Robert Capa 1947 Radio Interview
“Bob Capa Tells of Photographic Experiences Abroad” was broadcast October 20, 1947 on the 8:30 AM morning radio show “Hi! Jinx.” The interview was part of the press circuit surrounding the publication of Slightly Out of Focus, his autobiographical novel chronicling his adventures during World War II published by Henry Holt and Company that year.
“Hi! Jinx” was national program on NBC radio that started in 1946 by Jinx Falkenburg and Tex McCrary. The husband and wife team were pioneers of what became to be called the talk show format. They eventually had two radio programs, a five-day-a week television program and a syndicated column in the New York Herald Tribune. Falkenburg was a model and had been photographed by Capa in December 1940 following one of her performances in Al Jolson’s musical “Hold on to Your Hat.” McCrary was a journalist and as an Army Air Corps colonel had led the first journalists into the ruins of Hiroshima.
Previous attempts to locate this in national radio archives were unsuccessful. None had recordings of this specific show. The recording showed up in 2013 on eBay from a seller in Western Massachusetts, who had discovered the recording and others in the area from an estate sale several years before. The record is a 33 1/3 rpm microgroove recording made by Associated Recording Services, an archival recording service.
This is the only known recording of Robert Capa. While he gave a few public talks, this was the only radio interview and he was never interviewed on television. Only scant newsreel films show him in action, and none with his voice. He appeared in a few Hollywood productions, but was cast as a mute Arab.
His first language was Hungarian, but he learned, in order, German, French, Spanish, and English. English became his dominant written and spoken language by 1941. His manner of speaking, dubbed “Capaese” by friends, was described as an incomprehensible mish mash of languages, but the interview shows that Capa was not only clear, but highly articulate. His easy style underscores his innate proclivity for self-deprecation, humor, and storytelling.

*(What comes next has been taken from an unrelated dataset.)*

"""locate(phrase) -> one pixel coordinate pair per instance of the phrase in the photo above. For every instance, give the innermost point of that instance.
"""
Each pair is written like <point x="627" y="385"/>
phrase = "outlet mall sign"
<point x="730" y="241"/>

The interview starts with stories from his recent trip to the USSR with John Steinbeck and then turns to other subjects: poker, the invention of his name, his so-called last image of the war taken of an American soldier killed in Leipzig in April 1945. But it is Capa who brings up his famous “Falling Soldier” image and describes how it was made. He says, “The prize picture is born in the imagination of the editors and the public who sees them.” It is the only public comment we have directly from him about this famous image.